The committee will not accept information that could have been provided at the time of the submission, unless there were extraordinary circumstances to explain why the information wasn’t provided at the correct time. For example, may not have made a submission at the correct time because you had a close personal bereavement, were hospitalized, or there had been a civil emergency resulting in loss of access to the internet.

Reasons which are unacceptable for appeal

You cannot lodge an appeal because you:

  • didn’t like the decision the committee reached
  • are now highly motivated and want a chance to carry on
  • think the restrictions are unnecessary
  • didn’t see the email or portal messages sent to you
  • didn’t realize that WD withdrawals would be a problem
  • will suffer hardship because of any restrictions
  • are only a few courses short of completing
  • feel the academic programme team would support you.

Readmission after an exclusion

If you have been excluded from study at Massey, you need to apply for readmission before you can re-enrol in courses.

When we consider your readmission application, Massey will look at factors such as:

  • Changed circumstances – what will you do differently to prioritise study?
  • Motivation – what are your goals and what is your plan to achieve these?

You need to submit your application for readmission:

  • no earlier than 6 months before your planned return to study and
  • no later than 2 months before your planned return to study.

If you are seeking readmission after an exclusion, you must first meet with an Achievement Coach to demonstrate your new commitment to study.

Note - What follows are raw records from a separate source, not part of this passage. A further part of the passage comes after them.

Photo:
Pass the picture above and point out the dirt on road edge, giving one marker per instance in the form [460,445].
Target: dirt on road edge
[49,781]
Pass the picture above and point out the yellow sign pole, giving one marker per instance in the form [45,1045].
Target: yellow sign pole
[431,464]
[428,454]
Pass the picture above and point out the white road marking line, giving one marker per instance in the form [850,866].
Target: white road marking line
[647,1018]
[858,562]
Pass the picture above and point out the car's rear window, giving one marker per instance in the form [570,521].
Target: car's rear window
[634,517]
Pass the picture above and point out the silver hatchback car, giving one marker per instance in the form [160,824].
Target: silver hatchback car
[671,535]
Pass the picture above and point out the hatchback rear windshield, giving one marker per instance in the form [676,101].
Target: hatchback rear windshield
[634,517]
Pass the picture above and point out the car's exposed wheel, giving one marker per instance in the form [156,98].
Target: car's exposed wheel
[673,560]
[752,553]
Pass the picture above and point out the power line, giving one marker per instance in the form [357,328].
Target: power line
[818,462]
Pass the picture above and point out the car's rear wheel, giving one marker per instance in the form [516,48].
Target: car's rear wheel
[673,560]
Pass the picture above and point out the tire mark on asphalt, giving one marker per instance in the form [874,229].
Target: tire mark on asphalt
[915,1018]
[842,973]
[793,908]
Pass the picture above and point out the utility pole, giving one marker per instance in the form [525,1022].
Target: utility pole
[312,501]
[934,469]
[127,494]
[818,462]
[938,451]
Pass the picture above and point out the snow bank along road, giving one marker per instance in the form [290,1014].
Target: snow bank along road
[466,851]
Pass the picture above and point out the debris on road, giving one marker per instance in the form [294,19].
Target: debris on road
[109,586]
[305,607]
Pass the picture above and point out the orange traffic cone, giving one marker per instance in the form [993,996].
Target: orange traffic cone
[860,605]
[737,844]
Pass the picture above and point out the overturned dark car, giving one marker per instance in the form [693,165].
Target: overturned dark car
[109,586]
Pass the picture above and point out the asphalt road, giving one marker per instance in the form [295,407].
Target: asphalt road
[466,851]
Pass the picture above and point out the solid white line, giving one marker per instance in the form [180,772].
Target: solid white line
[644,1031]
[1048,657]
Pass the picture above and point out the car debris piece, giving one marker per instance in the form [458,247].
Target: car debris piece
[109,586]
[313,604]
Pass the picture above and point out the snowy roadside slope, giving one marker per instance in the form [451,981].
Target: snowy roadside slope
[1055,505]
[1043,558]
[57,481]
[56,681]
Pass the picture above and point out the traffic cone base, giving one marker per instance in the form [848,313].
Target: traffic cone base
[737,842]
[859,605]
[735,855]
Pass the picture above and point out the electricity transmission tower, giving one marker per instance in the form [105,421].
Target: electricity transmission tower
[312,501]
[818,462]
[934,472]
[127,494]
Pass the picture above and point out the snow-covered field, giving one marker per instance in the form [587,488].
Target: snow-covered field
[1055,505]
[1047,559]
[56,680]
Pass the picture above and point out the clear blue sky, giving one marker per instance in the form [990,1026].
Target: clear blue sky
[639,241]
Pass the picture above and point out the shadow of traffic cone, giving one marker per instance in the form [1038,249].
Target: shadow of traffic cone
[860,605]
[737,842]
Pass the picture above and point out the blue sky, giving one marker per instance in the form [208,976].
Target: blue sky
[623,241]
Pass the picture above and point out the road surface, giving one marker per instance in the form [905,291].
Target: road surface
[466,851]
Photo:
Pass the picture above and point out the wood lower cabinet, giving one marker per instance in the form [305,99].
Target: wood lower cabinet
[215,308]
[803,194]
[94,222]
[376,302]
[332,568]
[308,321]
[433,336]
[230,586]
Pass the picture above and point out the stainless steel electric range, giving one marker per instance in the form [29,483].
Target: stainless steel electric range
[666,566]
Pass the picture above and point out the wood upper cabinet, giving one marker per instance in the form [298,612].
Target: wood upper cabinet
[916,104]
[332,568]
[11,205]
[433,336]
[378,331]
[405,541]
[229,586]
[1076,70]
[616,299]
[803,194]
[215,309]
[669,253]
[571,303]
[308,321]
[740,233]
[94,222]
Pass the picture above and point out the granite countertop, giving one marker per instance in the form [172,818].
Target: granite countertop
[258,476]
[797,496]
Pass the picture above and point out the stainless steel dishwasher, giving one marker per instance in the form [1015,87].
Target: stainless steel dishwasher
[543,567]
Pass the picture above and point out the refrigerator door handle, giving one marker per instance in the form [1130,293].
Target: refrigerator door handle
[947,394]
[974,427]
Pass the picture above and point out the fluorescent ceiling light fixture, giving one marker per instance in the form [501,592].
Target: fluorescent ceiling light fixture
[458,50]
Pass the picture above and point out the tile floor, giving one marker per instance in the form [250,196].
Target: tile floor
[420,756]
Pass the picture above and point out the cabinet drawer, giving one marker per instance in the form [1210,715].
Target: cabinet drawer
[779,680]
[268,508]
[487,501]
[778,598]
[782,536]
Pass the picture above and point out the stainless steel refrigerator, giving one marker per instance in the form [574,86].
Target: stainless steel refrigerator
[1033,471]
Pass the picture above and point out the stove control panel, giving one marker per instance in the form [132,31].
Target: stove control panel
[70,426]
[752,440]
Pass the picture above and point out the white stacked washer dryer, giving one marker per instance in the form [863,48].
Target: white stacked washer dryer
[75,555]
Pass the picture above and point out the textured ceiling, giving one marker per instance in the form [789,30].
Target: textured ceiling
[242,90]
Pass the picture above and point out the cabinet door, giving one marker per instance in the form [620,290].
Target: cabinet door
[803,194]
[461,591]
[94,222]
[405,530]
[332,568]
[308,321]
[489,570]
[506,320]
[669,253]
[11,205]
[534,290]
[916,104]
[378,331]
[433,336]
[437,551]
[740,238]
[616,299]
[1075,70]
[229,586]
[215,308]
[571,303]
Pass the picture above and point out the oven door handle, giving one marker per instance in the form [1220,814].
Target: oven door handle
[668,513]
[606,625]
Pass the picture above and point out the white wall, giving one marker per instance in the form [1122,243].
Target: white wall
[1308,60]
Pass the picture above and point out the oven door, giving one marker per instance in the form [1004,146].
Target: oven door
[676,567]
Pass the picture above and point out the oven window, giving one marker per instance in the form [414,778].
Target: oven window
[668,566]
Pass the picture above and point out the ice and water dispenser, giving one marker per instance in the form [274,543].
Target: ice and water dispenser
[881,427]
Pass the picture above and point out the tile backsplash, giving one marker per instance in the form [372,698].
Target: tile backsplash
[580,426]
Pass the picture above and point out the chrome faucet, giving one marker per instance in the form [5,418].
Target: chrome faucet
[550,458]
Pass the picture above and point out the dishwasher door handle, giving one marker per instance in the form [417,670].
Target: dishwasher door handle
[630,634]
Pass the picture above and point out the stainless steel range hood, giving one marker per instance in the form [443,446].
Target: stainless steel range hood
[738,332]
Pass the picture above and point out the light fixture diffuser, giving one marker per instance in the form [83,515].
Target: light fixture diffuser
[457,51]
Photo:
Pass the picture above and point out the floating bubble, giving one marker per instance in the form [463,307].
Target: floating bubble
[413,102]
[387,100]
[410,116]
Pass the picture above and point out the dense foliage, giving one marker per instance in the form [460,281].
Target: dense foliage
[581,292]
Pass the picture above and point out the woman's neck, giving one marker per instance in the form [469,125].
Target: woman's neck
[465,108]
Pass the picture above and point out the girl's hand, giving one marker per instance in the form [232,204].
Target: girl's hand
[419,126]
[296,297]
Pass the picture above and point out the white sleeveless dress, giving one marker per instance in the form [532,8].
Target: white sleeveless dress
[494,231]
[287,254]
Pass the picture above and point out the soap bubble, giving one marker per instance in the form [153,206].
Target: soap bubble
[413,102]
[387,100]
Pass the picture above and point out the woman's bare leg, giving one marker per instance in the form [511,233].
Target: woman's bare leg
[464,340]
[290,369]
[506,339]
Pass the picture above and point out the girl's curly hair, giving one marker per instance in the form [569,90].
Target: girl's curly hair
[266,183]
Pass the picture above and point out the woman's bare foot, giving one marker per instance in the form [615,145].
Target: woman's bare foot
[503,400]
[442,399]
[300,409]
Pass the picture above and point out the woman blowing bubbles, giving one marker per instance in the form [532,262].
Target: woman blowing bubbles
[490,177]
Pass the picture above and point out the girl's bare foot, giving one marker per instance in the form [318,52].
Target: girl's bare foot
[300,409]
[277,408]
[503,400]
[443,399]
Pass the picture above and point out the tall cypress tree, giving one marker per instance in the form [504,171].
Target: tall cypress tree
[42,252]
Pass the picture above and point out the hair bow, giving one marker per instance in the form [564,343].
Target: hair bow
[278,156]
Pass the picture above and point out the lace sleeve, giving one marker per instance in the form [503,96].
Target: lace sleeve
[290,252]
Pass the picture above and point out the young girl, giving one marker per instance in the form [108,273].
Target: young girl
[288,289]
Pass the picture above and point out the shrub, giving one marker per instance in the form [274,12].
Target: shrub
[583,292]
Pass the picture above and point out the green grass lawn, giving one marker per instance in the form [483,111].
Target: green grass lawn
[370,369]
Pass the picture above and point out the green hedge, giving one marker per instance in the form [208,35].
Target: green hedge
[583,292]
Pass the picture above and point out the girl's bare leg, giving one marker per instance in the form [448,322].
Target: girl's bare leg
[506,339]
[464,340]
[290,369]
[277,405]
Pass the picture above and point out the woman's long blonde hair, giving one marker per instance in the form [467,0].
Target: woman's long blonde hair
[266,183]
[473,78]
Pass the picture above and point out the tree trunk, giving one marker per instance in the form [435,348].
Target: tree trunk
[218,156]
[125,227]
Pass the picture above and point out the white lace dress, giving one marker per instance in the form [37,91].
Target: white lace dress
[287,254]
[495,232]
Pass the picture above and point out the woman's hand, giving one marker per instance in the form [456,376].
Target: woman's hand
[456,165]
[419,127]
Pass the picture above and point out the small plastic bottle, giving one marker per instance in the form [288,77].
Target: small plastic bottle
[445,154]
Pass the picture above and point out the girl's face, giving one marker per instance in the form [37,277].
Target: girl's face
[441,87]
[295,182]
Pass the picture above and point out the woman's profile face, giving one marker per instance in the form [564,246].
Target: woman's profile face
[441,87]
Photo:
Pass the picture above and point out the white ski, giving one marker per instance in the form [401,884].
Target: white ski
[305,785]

In preparation for your appointment with an Achievement Coach, we recommend you think about:

  • your reasons for wanting to return to study
  • the measures you have taken and/or strategies you have put in place to make sure the issues impacting your study before have been resolved
  • details about how you think these measures will make your return to study successful
  • any academic or job-related performance since your exclusion.

You can't apply for readmission for Summer School. This is because of the shortened timeframe for study during Summer School and the impact this may have for successfully resuming study.

Find key dates for admission and enrolment

Apply for readmission after an academic exclusion

Apply for readmission after an academic exclusion

You can expect to hear back from an Achievement Coach within 10 working days. After you have met with your coach, the Academic Progress Committee will consider your application which may involve referral to another support service. The entire readmission process can take up to six weeks.

Academic Standing

The previous process for monitoring academic progress was known as ‘academic standing’. This has not been calculated since 2020. Your previous academic standing records for study you completed before 2020 will remain visible in the portal.